Although many entrepreneurs seeking capital approach angel investors, friends or family, or venture capitalists for the money, an alternate source of lending always exists with an investment banker. Investment banking is an alternative lending source where a borrower seeks significant capital for a venture.
By definition, “An investment bank is a financial institution that assists individuals, corporations and governments in raising capital by underwriting and/or acting as the client’s agent in the issuance of securities. An investment bank may also assist companies involved in mergers and acquisitions, and provide ancillary services such as market making, trading of derivatives, fixed income instruments, foreign exchange, commodities, and equity securities.”
This definition has two main points:
An investment banker:
1. Helps raise capital by helping issue securities, and
2. Helps companies merge together, purchase another company through an acquisition, and develops all types of financial instruments for both domestic and international options.
Two simple examples:
In May 2012, Facebook (FB) offered an IPO to the buying public, and “went public” in the vernacular definition.

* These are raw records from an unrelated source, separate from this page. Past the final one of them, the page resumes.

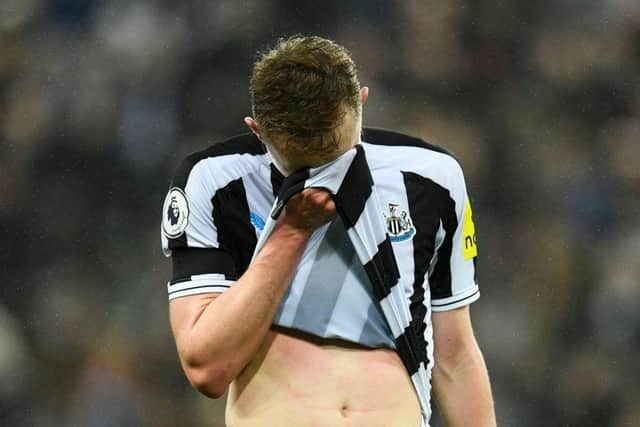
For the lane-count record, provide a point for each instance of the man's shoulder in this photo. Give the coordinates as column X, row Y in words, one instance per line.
column 390, row 138
column 392, row 151
column 225, row 157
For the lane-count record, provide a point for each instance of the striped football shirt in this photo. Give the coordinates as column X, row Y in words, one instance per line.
column 220, row 199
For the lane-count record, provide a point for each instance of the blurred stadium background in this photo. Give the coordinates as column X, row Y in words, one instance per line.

The IPO, although reportedly oversold, did not increase in value beyond the first few minutes of trading. In fact, the trading volume was so high that NASDAQ computers were swamped, and the stock began what was to be a downward spiral. Since the offering did not go well in the market, Morgan Stanley’s Michael Grimes drew enormous criticism for the FB offering’s lack of success.
Why did this occur? Morgan Stanley had performed the mandatory due diligence on the company and heavily advised what the opening stock share value should be, when FB stock was tendered. Facebook Finance Chief David Ebersman purportedly relied on Morgan Stanley’s expertise, and followed its recommendation.
Since the offering did not go as planned, the investment banker looked somewhat incompetent – which is very unusual for a firm started over a century ago by J. P. Morgan.
Do not misunderstand. The FB owners got wealthy— just not as initially wealthy as they thought they would get. Morgan Stanley, on this occasion, did not accurately predict the market. As a matter of fact, the market makers on the first day of trading were buying and selling to keep the value at the offering price at the end of trading on the first day.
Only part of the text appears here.